Réinventer la politique ?

J'assistais ce soir à une conférence organisée par Acteurs de l'économie avec l'IEP de Lyon.
Le sujet n'est pas simple : réinventer la politique. Jean-Paul Delevoye, Pascal Perrineau et Denis Muzet ont partagé avec nous leurs réflexions.
Cette conférence prend place dans le cycle Tout un programme, qui a abordé de nombreux thèmes avec un constat récurrent : l'impuissance du "politique". Celui-ci est perçu comme un obstacle, le manque de confiance a laissé place au rejet. 
Une vision sombre du monde nous est livrée en introduction. Une lumière d'espoir luit dans une description flateuse des citoyens et l'orateur nous rappelle que les élus intègres existent. Malheureusement les partis politiques sont devenus des appareils d'élus, mais ils doivent tout de même remettre en question les institutions et leurs modes de fonctionnements internes.
Tandis que la démocratie a besoin d'être complétée par la responsabilité citoyenne des personnes physiques et morales, comment sortir celles-ci de leur silence ?

Nous assistons à un big bang de la démocratie représentative.

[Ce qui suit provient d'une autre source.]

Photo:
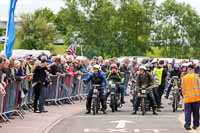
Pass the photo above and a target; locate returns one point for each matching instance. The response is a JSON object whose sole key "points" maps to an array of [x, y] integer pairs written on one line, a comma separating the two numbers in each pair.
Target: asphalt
{"points": [[123, 122]]}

Perrineau commence par préciser que les partis sont l'institution la plus touchée par la défiance. 
La France est un pays marqué par la faiblesse de ses corps intermédiaires. Seuls 7% des salariés français adhère à un syndicat, et 2% des citoyens à un parti politique. Cette défiance se transforme en rejet, le mot le plus associé par les Français à la politique est "dégoût". 
Il y a deux débouchés à cette haine. Le premier évoqué consiste à se détourner de la politique pour agir par d'autres canaux. Si le peuple ne se fie pas à ses représentants nationaux, la confiance de proximité, en soi-même et les petites structures, est forte. Il y a une coupure entre les citoyens et les professionnels de la démocratie. Le politique tourne sur lui-même comme une toupie folle, les partis s'occupent avant tout à distribuer les investitures.
L'autre débouché est la politisation du rejet, que certains partis manient habilement. Il faut y être très vigilant car derrière se cache un rejet profond de la démocratie participative. Certains commencent à envisager que celle-ci traverse un hiver en Europe.

Le politique doit s'adapter à une société nouvelle.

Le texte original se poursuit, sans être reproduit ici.